Sejumlah negara di kawasan, termasuk Israel, Qatar, Suriah, Iran, Irak, Kuwait, dan Bahrain, menutup wilayah udaranya. Situs pelacak penerbangan FlightRadar24 juga mencatat tidak adanya aktivitas penerbangan di atas Uni Emirat Arab (UEA) setelah pemerintah setempat mengumumkan penutupan wilayah udara secara sementara dan parsial.
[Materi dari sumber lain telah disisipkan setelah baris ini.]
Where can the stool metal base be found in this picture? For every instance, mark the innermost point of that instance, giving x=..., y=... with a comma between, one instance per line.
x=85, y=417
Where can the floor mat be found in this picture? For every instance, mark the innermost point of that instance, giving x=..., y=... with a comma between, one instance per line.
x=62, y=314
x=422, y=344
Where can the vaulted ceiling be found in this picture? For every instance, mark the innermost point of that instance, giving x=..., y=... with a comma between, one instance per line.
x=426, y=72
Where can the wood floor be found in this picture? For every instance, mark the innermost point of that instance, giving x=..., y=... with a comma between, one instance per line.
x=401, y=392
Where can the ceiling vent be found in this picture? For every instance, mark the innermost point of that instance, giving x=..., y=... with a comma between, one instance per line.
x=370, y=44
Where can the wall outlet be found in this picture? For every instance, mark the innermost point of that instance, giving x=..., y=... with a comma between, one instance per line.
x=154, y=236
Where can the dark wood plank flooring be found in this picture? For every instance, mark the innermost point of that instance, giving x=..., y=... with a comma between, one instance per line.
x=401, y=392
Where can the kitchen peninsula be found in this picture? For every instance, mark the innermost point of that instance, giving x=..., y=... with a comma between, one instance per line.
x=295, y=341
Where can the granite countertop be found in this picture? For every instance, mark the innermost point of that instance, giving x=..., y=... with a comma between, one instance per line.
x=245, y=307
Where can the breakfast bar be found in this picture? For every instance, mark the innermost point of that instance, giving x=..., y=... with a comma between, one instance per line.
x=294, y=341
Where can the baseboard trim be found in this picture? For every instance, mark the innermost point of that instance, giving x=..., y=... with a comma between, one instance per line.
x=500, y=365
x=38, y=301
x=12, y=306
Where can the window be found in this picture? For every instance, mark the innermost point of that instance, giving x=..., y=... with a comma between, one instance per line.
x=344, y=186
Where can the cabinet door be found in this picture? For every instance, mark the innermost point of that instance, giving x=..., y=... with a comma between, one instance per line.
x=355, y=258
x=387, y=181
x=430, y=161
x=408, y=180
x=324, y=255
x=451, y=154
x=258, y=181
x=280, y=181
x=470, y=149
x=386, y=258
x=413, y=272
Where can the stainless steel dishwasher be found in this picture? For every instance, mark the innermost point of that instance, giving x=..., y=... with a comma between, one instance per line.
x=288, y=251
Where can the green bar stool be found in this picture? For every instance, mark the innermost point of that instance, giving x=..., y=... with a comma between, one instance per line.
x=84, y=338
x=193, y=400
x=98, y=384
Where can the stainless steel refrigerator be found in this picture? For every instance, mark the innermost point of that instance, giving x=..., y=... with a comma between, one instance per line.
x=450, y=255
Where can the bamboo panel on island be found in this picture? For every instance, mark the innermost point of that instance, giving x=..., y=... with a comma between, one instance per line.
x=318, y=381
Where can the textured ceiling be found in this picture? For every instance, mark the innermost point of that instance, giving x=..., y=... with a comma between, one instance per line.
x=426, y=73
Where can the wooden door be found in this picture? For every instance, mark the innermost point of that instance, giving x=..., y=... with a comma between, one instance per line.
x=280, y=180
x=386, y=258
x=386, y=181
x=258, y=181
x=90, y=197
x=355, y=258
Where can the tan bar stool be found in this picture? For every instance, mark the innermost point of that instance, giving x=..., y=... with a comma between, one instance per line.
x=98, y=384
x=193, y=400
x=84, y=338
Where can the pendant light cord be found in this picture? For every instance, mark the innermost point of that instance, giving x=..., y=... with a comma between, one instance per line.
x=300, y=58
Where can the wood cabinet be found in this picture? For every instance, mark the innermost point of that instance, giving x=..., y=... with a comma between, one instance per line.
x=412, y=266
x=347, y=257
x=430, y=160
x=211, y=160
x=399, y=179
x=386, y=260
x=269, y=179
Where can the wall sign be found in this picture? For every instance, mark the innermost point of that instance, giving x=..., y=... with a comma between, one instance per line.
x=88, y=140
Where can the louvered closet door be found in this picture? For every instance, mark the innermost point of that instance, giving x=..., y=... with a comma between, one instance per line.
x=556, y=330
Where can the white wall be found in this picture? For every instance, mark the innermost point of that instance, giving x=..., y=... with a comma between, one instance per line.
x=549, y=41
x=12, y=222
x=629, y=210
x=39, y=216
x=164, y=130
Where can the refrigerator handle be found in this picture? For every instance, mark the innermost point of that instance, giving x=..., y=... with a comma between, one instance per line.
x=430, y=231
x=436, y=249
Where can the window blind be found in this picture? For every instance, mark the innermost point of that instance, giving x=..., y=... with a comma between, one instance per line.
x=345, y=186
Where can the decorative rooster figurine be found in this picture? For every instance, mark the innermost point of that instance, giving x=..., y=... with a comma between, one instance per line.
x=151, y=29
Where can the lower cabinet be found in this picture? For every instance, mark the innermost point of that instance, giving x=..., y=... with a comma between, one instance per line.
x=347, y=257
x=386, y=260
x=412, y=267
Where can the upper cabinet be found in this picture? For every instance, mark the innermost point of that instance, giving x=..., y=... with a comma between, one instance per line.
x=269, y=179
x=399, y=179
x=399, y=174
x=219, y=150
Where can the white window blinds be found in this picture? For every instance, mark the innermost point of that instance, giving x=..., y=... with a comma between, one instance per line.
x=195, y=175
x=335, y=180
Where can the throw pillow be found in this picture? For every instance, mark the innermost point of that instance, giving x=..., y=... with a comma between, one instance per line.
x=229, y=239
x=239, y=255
Kondisi tersebut menyebabkan operasional tiga bandara hub utama yakni Dubai, Abu Dhabi, dan Doha terhenti. Lebih dari 1.000 penerbangan maskapai besar Timur Tengah terpaksa dibatalkan. Maskapai Emirates, Qatar Airways, dan Etihad yang beroperasi di bandara-bandara tersebut biasanya melayani sekitar 90.000 penumpang per hari, menurut data perusahaan analitik penerbangan Cirium. Dubai International Airport sendiri merupakan bandara tersibuk di dunia untuk penerbangan internasional.
Bandara Jadi Sasaran Serangan Balasan Iran
Sejumlah bandara utama di kawasan juga dilaporkan terdampak serangan balasan Iran. Bandara Internasional Dubai serta hotel ikonik Burj Al Arab mengalami kerusakan, dengan empat orang dilaporkan terluka. Sementara itu, Abu Dhabi Airports sempat menyampaikan adanya insiden di Bandara Internasional Zayed yang menyebabkan satu orang meninggal dunia dan tujuh lainnya luka-luka, meski pernyataan tersebut kemudian dihapus.
“Bagi para pelancong, tidak ada cara untuk meredakan situasi ini,” kata analis industri penerbangan dan Presiden Atmospheric Research Group, Henry Harteveldt. Ia memperkirakan penundaan dan pembatalan penerbangan akan terus terjadi dalam beberapa hari ke depan.